A child could create a story to share with distant grandparents. We also prototyped the opposite scenario, in which a parent on a business trip could use photos and text to easily create an animated story (basically using Story Baker as an authoring tool) to send to the family, perhaps as a bedtime story. In the prototype, on the receiving side, a series of sentences would be projected on a wall to be read aloud by a parent or the child. When the speech recognition technology detected sentence completion, the corresponding animation was triggered. The animation could quickly be constructed by the traveler using selfies, pictures taken during the day, and other materials at hand. For example, a parent travelling to Paris for business could take a selfie with the Eiffel tower and make a quick cartoonish story to share with family at home.

7 Teaching Handwriting Through a Delightful Stylus Experience

Handwriting has significant educational advantages over typing [8, 9]. Some children take to it easily at a young age, others can use an incentive to work on it. We looked into recognition of free-form handwriting of kids learning to write to see if it could be used as input in story creation, but it is too inaccurate. For the youngest children, starting with a blank page is intimidating and yields many invalid sentences. Instead, we provided them with story templates that they could modify by swapping words, then seeing the new sentence that they had created acted out. To specify a word, they used a traditional letter-tracing task made more engaging through animation.

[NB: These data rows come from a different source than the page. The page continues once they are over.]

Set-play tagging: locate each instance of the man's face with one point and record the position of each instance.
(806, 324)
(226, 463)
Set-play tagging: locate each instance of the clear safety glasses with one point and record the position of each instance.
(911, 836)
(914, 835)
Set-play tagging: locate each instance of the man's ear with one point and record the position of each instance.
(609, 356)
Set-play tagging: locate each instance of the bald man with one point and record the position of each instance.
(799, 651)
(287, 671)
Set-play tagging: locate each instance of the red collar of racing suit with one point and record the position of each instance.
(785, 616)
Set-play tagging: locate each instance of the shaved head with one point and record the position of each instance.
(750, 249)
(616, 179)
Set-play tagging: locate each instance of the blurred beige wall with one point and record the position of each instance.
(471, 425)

As the child traces, small animations (called ‘particles system’) appear to emerge from the stylus. In Fig. 12.9, where letters are grouped as in the familiar “Now I Know my A-B-C’s” song, as the child traces the letter ‘b’, images of ‘banana’, ‘belt’, ‘bee’, ‘book’, and ‘broccoli’ appear in bubbles (demo [2]). If the child next traces the letter ‘a’, the bubbles for ‘belt’, ‘bee’, ‘book’, and ‘broccoli’ will pop, leaving the visual ‘banana,’ which grows, its size inversely proportional to the number of letters remaining. The child can continue, or can pop the bubble with a quick stylus touch at any time to insert the word; if an entire word is traced, the bubble automatically pops and the word is inserted.

Fig. 12.9
figure 9

(a) The animation plays before the child selects a word to replace; (b) The alphabet for tracing; (c) ‘b’ is traced, animates (d) and falls into place (e); (f) the visuals for ‘banana’, ‘belt’, ‘bee’, ‘book’, and ‘broccoli’ are visible in bubbles, with continuation letters highlighted; (g) a child pops the ‘banana’ bubble, the word is inserted and a new animation plays (h)

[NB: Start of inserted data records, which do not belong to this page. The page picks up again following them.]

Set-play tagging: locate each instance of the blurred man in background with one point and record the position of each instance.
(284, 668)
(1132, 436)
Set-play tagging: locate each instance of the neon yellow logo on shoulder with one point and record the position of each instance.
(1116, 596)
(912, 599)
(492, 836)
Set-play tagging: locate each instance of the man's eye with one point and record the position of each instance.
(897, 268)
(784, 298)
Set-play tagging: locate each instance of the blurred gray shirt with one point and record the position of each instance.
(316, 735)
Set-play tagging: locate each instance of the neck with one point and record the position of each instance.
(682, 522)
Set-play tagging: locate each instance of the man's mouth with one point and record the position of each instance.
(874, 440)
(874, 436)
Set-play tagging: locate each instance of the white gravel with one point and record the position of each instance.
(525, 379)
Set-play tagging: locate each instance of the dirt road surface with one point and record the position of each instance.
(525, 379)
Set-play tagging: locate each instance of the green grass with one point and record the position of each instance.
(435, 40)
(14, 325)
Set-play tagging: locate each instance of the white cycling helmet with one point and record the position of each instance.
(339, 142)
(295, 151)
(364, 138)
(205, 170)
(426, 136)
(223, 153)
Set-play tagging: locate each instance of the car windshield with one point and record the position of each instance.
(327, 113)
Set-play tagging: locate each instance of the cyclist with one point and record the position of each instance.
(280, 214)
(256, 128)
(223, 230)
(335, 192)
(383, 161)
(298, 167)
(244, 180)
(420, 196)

If a great many letter-matching choices are available for a given combination of letters, the bubbles could rotate over time to keep a manageable number visible at one time. Having to trace additional letters to constrain the set could motivate additional writing. When a hovering stylus can be sensed, bubbles could gently move aside to leave space for the child to trace the letter underneath.

8 Classroom Presenter

Because children having trouble learning to read and write may not be motivated by text in general, we considered how to make fonts themselves lively and engaging. Our goal was a “font with feelings,” which we termed “Fontlings.” Canned animations require extensive artistic work and do not scale to other font types. Previous work on parametric font modification [6] and kinetic typography [4, 5, 11] did not meet our needs. The former was designed for a different purpose; it was too CPU intensive for our prototype hardware and would be difficult for children to work with. The latter didn’t convey organic, living sense that we sought for this experience. To achieve a simple, procedurally animated, lively font, we decided to adapt our South Park-like animation. The letter ’h’ split above or below the horizontal line as with objects could look strange and perhaps not be recognizable. Instead, we created a join that connects the top and bottom part of each character, identifying a rotation point, as shown in Fig. 12.10 for the letter “f”. Each part can move, rotate and/or scale independently while connected, yielding very interesting animations. Letters might have multiple joins; for example, for the letter “h,” the split was set close to the base of the letter, so two joins connect the parts.

Fig. 12.10
figure 10

A dynamic join connects parts of a character when animated

One interesting point to note with this approach is that a font type only need the split horizontal line height information for each character once for all. If someone wants to support other font types in the future, they just have to define a split line for each character for this new font type.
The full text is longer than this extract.